Над Москвой, разметенной от снега, украшенной разноцветными вымпелами и еловой зеленью, плыло тугое колокольное многоголосье. Крошечные звонари в своей выси творили сказочное на «буревых», «гудах», «лебедях». По обе стороны Тверской густела толпа, в ней мелькали волчьи и лисьи дворянские шубы, суконные купеческие кафтаны, поповские рясы, поддевки, зипуны, бабьи салопы, душегрейки, кацавейки. Близился долгожданный час.
Питомцы артиллерной школы явились в указанное место — у Заиконоспасского монастыря — едва ли не первыми, спозаранок, и с согласия преображенца сбегали к триумфальным аркам, воздвигнутым вдоль государевой дороги. Поглазев на одну, изукрашенную аллегорическими картинами и фигурами, — поверх распростер крылья двуглавый золотой орел, — сорвались дальше.
— Эка! — разинул рот Пашка Еремеев, тыча пальцем в громадную карту отвоеванных ижорских земель.
— Синяя дуга — Нева, — объяснил Михайла Борисов. — В устье — сам Парадиз, за ним — Ниеншанц, видите? Справа — Шлиссельбурх, Ключ-город.
— К норду-то еще море, что ли? — спросил Макарка.
— Нет, озеро, Ладогой именуется. А крепость при втоке, посередь воды.
— А что под картой написано?
— «Ниже чуждую землю прияхом, ниже чуждая одержахом, но наследие отец наших яже от враг наших в некое время неправедно удержася, мы же время имуще восприяхом наследие отец наших!» — ни разу не сбившись, прочел Савоська.

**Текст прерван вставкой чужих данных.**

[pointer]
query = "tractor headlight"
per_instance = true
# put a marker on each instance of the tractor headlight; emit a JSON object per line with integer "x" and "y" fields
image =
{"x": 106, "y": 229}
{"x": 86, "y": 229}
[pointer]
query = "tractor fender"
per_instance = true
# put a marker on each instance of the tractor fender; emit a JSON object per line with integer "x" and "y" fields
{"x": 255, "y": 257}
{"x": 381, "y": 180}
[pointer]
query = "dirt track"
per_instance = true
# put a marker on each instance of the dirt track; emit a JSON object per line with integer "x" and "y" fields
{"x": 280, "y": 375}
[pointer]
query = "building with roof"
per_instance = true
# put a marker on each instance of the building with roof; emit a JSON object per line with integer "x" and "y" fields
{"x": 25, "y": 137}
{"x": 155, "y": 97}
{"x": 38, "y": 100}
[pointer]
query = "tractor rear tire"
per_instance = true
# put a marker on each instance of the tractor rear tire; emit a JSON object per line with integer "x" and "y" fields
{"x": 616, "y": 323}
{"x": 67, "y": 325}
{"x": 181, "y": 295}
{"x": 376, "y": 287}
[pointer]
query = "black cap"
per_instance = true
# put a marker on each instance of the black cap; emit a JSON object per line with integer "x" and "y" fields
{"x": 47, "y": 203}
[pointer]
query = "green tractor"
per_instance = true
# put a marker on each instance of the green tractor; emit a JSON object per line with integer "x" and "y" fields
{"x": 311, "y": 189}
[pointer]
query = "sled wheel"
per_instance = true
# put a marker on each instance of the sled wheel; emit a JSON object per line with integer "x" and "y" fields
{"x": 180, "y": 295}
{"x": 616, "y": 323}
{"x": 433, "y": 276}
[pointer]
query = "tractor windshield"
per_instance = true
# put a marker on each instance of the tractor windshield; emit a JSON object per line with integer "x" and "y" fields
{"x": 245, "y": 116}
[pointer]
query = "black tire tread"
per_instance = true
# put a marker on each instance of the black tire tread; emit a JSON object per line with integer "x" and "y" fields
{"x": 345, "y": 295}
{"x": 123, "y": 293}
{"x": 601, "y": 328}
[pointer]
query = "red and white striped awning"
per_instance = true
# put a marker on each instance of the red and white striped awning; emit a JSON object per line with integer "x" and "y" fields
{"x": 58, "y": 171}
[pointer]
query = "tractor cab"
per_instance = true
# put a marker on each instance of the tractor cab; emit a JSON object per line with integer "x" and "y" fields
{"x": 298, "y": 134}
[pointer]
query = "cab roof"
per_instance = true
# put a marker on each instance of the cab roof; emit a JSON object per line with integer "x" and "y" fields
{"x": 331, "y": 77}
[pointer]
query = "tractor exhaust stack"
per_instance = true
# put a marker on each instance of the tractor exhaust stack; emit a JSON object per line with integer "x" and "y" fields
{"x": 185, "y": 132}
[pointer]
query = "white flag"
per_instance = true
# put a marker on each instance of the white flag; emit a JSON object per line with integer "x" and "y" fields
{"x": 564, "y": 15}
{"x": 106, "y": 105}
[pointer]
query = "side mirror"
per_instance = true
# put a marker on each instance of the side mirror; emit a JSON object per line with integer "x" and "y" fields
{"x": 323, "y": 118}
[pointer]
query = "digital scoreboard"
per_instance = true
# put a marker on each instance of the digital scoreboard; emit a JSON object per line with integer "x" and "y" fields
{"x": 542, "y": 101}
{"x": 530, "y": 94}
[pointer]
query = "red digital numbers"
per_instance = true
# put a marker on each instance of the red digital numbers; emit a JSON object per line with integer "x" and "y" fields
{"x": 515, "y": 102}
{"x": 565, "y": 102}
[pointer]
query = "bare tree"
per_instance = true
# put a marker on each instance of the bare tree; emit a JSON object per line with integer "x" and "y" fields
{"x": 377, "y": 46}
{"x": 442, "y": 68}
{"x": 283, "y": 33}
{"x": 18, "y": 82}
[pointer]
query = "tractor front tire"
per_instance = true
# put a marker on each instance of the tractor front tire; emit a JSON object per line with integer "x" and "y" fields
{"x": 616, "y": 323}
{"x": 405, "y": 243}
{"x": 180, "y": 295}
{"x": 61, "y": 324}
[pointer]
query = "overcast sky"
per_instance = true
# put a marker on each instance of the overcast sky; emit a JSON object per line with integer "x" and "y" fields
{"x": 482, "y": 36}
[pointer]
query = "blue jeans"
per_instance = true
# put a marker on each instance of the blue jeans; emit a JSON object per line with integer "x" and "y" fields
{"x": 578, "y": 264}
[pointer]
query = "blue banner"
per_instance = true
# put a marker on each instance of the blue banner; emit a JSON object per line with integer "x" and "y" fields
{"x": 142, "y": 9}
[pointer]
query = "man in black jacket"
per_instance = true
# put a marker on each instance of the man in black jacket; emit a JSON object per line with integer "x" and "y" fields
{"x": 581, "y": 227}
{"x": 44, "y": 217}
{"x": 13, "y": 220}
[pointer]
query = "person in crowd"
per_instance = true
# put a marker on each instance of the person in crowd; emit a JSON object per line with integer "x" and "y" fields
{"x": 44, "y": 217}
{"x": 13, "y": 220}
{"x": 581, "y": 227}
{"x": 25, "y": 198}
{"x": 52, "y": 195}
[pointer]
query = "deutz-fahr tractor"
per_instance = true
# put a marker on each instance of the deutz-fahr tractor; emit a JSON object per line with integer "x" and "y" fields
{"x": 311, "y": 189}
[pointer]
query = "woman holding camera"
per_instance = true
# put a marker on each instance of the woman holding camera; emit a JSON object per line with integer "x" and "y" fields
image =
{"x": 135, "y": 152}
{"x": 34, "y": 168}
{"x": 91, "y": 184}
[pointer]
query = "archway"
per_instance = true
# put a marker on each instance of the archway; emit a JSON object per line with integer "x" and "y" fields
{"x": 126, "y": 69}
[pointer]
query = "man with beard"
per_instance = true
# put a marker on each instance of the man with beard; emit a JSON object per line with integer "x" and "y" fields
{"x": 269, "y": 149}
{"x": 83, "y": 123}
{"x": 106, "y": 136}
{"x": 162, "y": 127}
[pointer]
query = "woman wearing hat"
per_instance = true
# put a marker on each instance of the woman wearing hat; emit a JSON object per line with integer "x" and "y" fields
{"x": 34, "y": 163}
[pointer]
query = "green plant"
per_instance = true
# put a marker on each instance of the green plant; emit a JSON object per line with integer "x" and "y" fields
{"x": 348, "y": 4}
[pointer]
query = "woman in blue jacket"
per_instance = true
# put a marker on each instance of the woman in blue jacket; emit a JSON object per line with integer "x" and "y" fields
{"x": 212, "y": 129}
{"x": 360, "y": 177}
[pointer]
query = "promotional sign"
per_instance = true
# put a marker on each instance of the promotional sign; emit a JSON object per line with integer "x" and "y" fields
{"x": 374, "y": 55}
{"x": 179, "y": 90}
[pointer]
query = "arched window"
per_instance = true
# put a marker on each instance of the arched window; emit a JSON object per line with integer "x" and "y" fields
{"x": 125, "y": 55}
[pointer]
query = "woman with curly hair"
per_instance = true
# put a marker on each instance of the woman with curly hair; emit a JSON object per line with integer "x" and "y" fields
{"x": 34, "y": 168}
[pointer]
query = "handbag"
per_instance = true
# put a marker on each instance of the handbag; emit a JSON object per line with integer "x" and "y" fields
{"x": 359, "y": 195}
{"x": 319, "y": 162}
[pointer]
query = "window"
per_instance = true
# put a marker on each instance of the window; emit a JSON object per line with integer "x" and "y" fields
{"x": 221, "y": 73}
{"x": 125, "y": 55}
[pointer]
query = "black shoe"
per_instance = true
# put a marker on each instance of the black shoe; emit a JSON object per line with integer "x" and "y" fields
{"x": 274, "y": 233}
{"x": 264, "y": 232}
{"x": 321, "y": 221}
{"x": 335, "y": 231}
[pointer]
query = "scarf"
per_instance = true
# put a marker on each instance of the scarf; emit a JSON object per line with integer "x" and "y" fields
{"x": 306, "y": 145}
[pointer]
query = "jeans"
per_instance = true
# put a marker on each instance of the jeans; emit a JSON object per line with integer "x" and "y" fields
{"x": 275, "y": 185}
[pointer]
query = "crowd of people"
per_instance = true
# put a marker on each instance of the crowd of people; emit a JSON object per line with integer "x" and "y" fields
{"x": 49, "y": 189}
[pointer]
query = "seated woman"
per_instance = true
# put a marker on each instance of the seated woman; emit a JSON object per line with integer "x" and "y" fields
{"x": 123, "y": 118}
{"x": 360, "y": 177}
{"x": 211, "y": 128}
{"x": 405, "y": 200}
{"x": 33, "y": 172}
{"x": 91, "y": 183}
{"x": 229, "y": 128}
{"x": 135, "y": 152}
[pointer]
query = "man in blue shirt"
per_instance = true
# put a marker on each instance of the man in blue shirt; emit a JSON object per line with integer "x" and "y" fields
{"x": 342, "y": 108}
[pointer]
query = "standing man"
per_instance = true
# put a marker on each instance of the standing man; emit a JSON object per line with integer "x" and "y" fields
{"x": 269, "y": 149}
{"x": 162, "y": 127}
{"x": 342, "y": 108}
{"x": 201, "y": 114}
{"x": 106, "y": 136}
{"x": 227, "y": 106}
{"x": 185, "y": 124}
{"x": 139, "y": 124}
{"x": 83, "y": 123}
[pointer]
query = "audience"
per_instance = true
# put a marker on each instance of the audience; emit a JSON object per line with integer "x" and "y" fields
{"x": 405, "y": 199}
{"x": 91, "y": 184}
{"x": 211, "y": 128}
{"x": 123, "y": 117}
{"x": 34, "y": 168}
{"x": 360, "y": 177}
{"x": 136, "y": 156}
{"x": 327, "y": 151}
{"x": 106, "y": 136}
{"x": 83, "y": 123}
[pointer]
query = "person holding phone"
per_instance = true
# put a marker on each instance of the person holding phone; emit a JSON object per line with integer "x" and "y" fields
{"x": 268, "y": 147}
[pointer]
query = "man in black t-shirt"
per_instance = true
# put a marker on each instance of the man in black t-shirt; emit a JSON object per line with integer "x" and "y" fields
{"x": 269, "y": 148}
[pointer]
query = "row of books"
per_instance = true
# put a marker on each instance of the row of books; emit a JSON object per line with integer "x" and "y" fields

— Мудрено-о-о… — протянул Макарка.
— В суть вникни! — одернул рязанца Борисов. — Суть высоты несказанной!
— С ней никто не спорит.
К третьей арке — у Кремля — пробиться не удалось. Вокруг стояли новоизбранные пехотные и конные войска, из-за собора Василья Блаженного на рысях выезжали орудия, застывали в просветах. Тонкими струйками — там и сям — чадили фитили.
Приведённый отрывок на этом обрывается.